The current study performed shRNA screens on 77 breast cancer cell lines, a large enough sample to represent the many subtypes of this disease. The research team then applied their newly designed statistical technique, the si/shRNA Mixed-Effect Model (siMEM), to score the results of the cell-line genetic knockdown studies, identifying candidate genes most vital to cancer growth. They also compared the results against information in large databases on cancer genetics, protein interactions, and genetic changes seen in cancer cells when drugs are effective or not.
The combined methods created newfound signals in the data more closely tied to impact on cancer cell traits and did a better job screening out false positives. The study identified a number of candidate genes previously unknown to play a role in breast cancer cell survival. In addition, the team found clusters of genes that were required in cells that were either sensitive or resistant to 90 anti-cancer drugs.
Among the new and potential “druggable” targets identified for triple negative breast cancer, the most deadly form of the disease, were signaling proteins linked by past studies to brain tumors (EFNB3 and EPHA4), proteins that regulate cell growth pathways (MAP2K4, MAPK13), and a protein known to drive inflammation (interleukin 32).
The data also suggested for additional study dozens of new, potential drug combinations for the treatment of breast cancer subtypes, including RAF/MEK and CDK4 inhibitors, EGFR inhibitors and BET-inhibitors with epirubicin and vinorelbine, and PLK1 inhibitors with AKT inhibitors.

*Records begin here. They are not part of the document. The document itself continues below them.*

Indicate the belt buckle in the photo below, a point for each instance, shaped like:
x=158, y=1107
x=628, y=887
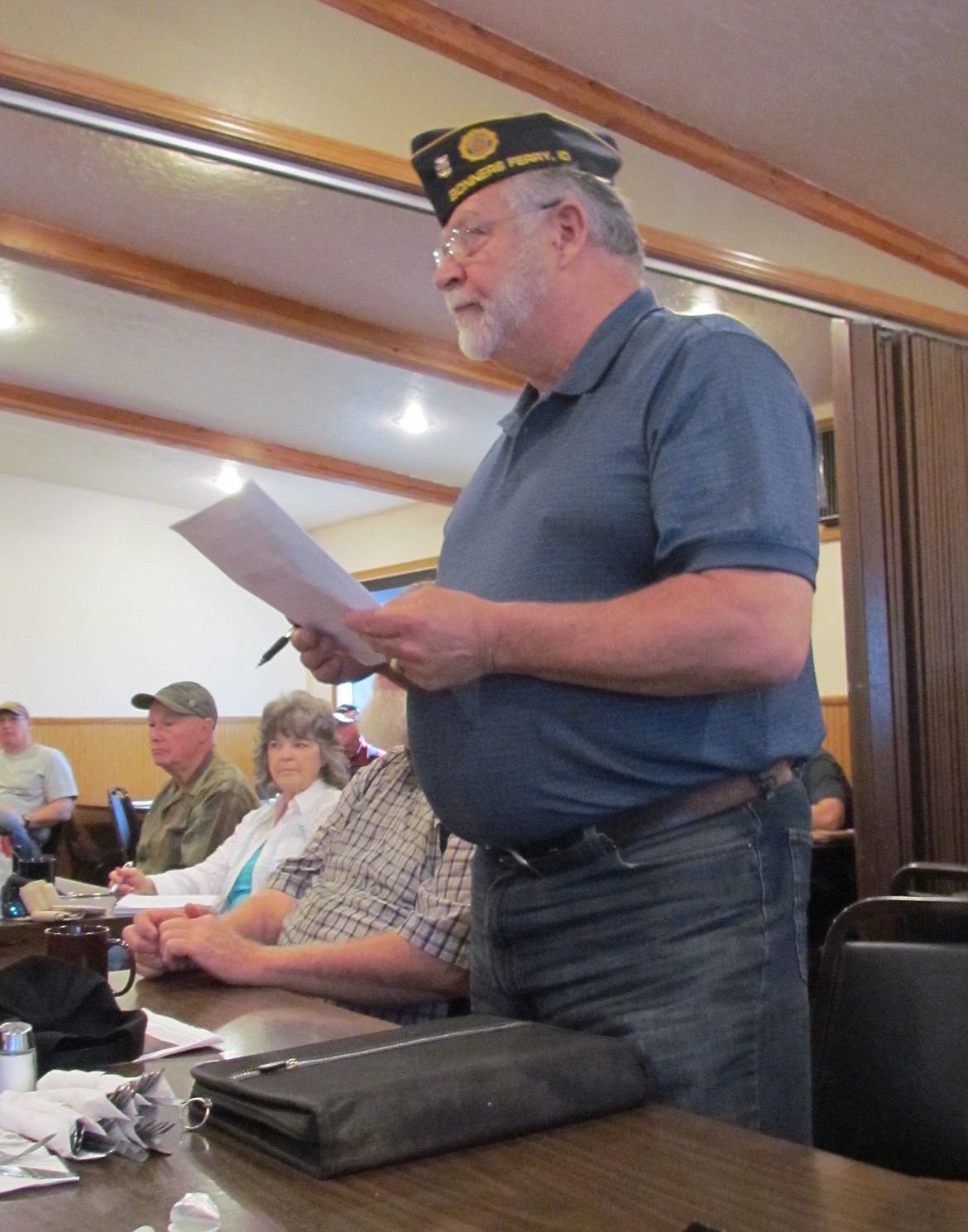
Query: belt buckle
x=520, y=860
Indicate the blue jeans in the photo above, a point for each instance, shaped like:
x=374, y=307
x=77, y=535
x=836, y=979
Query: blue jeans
x=25, y=848
x=692, y=940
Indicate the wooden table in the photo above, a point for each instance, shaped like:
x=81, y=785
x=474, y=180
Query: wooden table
x=20, y=937
x=655, y=1169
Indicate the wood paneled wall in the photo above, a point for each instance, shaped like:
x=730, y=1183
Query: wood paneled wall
x=836, y=717
x=113, y=752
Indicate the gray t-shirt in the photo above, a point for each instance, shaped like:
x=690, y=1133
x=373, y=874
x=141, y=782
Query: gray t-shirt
x=35, y=778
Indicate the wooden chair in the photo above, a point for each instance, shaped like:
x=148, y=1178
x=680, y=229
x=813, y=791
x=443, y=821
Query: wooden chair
x=890, y=1023
x=127, y=826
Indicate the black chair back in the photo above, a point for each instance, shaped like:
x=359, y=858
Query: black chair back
x=126, y=822
x=890, y=1023
x=924, y=877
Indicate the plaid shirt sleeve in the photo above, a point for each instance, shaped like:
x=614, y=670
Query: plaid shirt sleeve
x=440, y=924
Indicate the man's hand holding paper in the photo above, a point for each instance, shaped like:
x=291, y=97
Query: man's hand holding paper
x=262, y=549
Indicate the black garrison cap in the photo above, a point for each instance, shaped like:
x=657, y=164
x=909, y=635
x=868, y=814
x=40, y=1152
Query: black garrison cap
x=453, y=163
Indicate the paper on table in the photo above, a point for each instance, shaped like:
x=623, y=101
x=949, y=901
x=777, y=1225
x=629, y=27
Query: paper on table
x=132, y=904
x=165, y=1036
x=261, y=549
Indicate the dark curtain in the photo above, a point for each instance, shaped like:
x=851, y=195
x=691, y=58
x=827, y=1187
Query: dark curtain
x=900, y=417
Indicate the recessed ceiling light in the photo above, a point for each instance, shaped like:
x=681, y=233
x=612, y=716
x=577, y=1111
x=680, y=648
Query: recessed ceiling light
x=228, y=478
x=413, y=419
x=9, y=319
x=703, y=302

While the new method suggests pathways for further study in every breast cancer subtype, the authors chose one for additional analysis to show the potential of the work to guide the field. Further experiments validated BRD4 as a gene essential to the survival of most luminal/HER2+ cancer cells, as well as a subset of triple negative breast cancer cells.

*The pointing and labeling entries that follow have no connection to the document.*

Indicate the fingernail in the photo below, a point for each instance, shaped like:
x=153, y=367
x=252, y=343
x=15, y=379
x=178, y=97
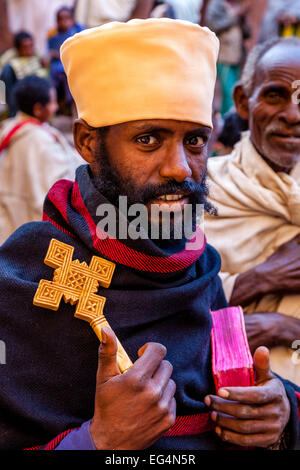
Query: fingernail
x=207, y=401
x=223, y=393
x=103, y=336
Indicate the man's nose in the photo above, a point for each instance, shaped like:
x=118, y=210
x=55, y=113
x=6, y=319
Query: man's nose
x=291, y=113
x=175, y=164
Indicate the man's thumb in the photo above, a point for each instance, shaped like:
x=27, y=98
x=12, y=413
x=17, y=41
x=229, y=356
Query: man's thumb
x=262, y=367
x=107, y=358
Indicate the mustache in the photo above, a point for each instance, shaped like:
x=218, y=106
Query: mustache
x=186, y=188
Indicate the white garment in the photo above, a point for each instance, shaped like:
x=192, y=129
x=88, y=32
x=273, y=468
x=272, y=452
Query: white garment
x=189, y=10
x=258, y=211
x=93, y=13
x=29, y=166
x=36, y=17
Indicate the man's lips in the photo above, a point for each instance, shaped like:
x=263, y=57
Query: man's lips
x=173, y=202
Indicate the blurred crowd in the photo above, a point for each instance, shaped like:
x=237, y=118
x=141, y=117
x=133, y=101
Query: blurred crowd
x=32, y=33
x=37, y=94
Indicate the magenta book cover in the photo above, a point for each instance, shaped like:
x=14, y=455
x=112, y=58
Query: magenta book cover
x=232, y=362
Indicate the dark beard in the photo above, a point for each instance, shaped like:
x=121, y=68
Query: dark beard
x=111, y=185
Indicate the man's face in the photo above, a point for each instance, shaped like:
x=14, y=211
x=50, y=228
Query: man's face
x=65, y=21
x=161, y=162
x=274, y=116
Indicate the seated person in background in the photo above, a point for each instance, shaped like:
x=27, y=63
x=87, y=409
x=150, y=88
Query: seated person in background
x=257, y=195
x=25, y=62
x=232, y=131
x=33, y=155
x=66, y=27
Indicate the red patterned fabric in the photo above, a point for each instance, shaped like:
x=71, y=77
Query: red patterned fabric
x=54, y=443
x=121, y=253
x=46, y=218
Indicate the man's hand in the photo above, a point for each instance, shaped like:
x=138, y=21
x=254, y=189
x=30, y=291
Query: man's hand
x=132, y=410
x=252, y=416
x=281, y=272
x=271, y=329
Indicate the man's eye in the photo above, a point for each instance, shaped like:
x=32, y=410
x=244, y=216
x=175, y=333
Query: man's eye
x=147, y=140
x=196, y=141
x=273, y=96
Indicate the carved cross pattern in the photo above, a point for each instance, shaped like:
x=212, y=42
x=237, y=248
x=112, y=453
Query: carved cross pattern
x=77, y=283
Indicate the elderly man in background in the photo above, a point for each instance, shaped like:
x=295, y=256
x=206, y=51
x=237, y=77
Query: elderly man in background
x=257, y=194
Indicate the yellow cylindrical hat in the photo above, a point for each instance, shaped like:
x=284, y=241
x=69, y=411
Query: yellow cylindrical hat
x=142, y=69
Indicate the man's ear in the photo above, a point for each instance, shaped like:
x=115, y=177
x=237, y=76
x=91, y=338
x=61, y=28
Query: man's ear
x=241, y=101
x=85, y=140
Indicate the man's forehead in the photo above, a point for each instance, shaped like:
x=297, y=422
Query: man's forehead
x=280, y=64
x=163, y=124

BRD4 is a member of the bromodomain and extra terminal domain (BET) family, which helps regulate many genes important for cell growth, and the target of a drug class called BET inhibitors, currently in clinical trials for leukemia. The study results suggest that BET inhibitors might also be useful for some types of breast cancer, that resistance to these drugs may be influenced by mutations in gene for the enzyme phosphatidylinositol 3-kinase, and that this resistance might be countered by combining BET inhibitors with the drug everolimus.
“Very few patients today get a whole genome sequence analysis done on their cancer cells, and the few that do typically receive little medical benefit from the results,” says Neel. “The ultimate goal of researchers worldwide is to finally understand each cancer cell’s wiring diagram well enough to clarify both the molecular targets against which therapeutics should be developed and the patient groups most likely to respond to any treatment.”

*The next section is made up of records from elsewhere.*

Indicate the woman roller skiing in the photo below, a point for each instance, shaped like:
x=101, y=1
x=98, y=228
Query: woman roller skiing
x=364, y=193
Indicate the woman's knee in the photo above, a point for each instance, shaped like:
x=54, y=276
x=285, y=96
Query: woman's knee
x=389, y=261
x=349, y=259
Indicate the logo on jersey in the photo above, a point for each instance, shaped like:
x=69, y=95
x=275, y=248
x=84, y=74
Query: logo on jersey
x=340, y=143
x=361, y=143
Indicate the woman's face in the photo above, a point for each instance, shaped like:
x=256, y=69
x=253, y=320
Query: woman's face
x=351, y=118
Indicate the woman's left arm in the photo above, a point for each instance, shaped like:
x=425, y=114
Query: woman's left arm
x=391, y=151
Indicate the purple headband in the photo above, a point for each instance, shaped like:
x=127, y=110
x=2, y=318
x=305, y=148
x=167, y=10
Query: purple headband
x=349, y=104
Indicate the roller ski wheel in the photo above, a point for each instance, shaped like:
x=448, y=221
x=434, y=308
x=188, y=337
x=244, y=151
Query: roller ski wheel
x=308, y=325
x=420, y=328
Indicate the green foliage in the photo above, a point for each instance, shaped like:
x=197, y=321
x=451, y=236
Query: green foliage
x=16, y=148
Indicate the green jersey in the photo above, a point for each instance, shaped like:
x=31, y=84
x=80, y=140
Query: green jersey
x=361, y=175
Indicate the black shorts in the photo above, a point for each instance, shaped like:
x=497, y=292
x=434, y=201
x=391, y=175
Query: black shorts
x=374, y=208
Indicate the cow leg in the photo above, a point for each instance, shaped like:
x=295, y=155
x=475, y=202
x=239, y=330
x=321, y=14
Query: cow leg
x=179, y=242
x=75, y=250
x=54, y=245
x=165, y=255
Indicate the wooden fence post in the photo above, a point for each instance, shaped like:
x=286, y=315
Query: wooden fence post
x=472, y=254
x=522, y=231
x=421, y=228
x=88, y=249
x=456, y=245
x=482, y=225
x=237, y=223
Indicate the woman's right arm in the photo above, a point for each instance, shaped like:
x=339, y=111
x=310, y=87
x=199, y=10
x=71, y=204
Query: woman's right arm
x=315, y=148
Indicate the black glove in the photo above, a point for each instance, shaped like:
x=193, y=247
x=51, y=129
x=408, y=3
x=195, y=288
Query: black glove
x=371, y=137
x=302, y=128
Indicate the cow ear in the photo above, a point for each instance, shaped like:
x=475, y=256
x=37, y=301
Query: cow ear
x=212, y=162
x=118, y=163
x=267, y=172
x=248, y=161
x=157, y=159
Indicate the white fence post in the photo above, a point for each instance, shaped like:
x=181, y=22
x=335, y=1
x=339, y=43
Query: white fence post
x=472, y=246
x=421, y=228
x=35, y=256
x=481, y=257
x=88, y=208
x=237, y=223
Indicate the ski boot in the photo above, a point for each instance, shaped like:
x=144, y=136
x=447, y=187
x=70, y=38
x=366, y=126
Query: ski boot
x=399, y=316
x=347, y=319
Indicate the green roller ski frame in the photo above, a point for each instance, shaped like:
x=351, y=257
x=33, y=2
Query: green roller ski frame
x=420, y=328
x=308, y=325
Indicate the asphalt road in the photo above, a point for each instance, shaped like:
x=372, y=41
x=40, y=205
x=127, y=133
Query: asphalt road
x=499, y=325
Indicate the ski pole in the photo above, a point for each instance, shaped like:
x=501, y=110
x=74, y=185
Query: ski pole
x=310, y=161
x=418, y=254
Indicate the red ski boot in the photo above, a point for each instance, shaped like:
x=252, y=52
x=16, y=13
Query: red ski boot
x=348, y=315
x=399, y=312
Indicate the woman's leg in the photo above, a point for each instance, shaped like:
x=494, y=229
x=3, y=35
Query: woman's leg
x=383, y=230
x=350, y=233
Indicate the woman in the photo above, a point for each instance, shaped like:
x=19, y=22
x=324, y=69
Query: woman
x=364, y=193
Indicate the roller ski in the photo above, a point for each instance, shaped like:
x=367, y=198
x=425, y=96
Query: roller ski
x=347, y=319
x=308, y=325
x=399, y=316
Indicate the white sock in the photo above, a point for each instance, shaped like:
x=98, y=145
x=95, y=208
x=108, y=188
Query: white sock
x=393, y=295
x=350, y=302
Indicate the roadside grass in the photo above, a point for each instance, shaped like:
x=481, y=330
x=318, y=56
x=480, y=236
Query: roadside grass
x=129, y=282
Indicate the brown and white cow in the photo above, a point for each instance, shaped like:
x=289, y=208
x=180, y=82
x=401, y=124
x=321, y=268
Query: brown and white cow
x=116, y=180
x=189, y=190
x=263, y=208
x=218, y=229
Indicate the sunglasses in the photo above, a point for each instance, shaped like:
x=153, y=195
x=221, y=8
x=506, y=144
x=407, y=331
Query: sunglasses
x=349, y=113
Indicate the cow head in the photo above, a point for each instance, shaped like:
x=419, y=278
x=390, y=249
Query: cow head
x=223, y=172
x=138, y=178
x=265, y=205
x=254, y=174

Along with Neel, the study was led by Richard Marcotte, Azin Sayad, Maliha Haider, and Carl Virtanen of the Princess Margaret Cancer Centre. Also making important contributions were Kevin Brown, Gary Bader, and Jason Moffat of the University of Toronto; Felix Sanchez-Garcia and Dana Pe’er of Columbia University; Jüri Reimand of the Ontario Institute for Cancer Research; James Bradner of the Department of Medical Oncology at Dana-Farber Cancer Institute; and Gordon B. Mills of MD Anderson Cancer Center.
This work was supported by National Institutes of Health grants R37 CA49132, P41 GM103504, R01 GM070743, U41 HG006623, and PO1 CA099031; a Komen SAC and Promise grant; and the M.D. Anderson CCSG functional proteomics core. The work was also supported by the Canadian Foundation for Innovation, The Princess Margaret Cancer Foundation, and the Canadian Breast Cancer Foundation.